According to the media, you'd think adoptions these days aren't any different than they ever were. The adoption stories seen on television, in books and magazines, and on film usually display three perspectives: that of the adopting parents, the adoptee, and the "long-lost" birthmother.

The details of these stories are certainly as varied as real people's lives, but they often stress the same popular convention: Adoptee and birthmother have an emotional reunion after the fragile but well-meaning adoptive parents reveal the "secret." Isn't there more to it than that? Or is this just all we want to hear?

I, for one, would like to see another side. The side I'm talking about is generally less dramatic, but it is the story of many real people. It is actually a growing trend, and may just have a lot more social impact than closed adoptions - and possibly even change the way society thinks about adoptions in general.

So how would I know? Being a birthmother gives me some special knowledge. But for me, there was no secret adoption, no tearful reunion, and I was never lost. In fact, I have spent lots of time with my daughter and her family. She is in her first years of school now, so we have been through a lot together: birthdays, graduations, Christmas, Mother's Day, vacations, and plenty of regular old days that any other mother would spend with her child.

Sometimes my daughter has called me, "Mama Lisa," and sometimes just "Lisa." She tells all her friends at school about me as if I were a prized show-and-tell exhibit. I think she thinks it's cool to have two moms. She's the only one at school with an open adoption, but she has a friend who also has two moms - for another reason. But that's their story.

My story seems complex at times, but at the heart it's relatively simple: I had an unplanned pregnancy and knew about the "third choice" of open adoption because of a newspaper article I read. When I saw the article about a birthmother in an open adoption of 11 years, I said to myself, "That's me. That's what I'm going to do." And I did it.

I met my daughter's parents through an open adoption agency. They introduced me to a couple whom I chose from a pool of about 40 applicants. We liked each other right away - most stories I hear about open adoptions start like that - and so they chose me, too, and we wrote up a contract. The open adoption contract is basically a birthparent-child contact agreement. Both parties must agree upon a level of openness or regular contact. It is signed before or along with the legal adoption papers. In some states, the birthfather must also sign.

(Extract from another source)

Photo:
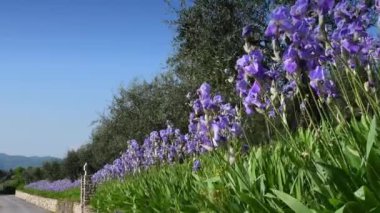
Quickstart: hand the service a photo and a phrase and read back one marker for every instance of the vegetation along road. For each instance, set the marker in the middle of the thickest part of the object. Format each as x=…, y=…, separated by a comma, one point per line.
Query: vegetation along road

As for us, we forgot our contract almost as soon as it was made. It was just a formality to us, because we wanted however much contact felt comfortable. Afterward, I included my daughter's adoptive parents in as much of the pregnancy as possible, and they have made sure to include me in their lives all along the way, too.

Sound strange? It's not, really. After all, my daughter would be the first to mention that lots of people have more than one mother. There are step-mothers, mothers-in-law, foster mothers, godmothers, grandmothers, friends, and others who have stepped into a child's life to offer maternal guidance. Heck, I even know of some single fathers who receive Mother's Day cards.

Families these days are shifting and changing - that includes the family of adoption. My dream is to see people turning away from the exclusivity of closed adoptions and the "big secret" of adoption in general, and looking toward the future in which mixed families, openness, and the great big village it really takes to raise our children are acknowledged and put in the spotlight for a change.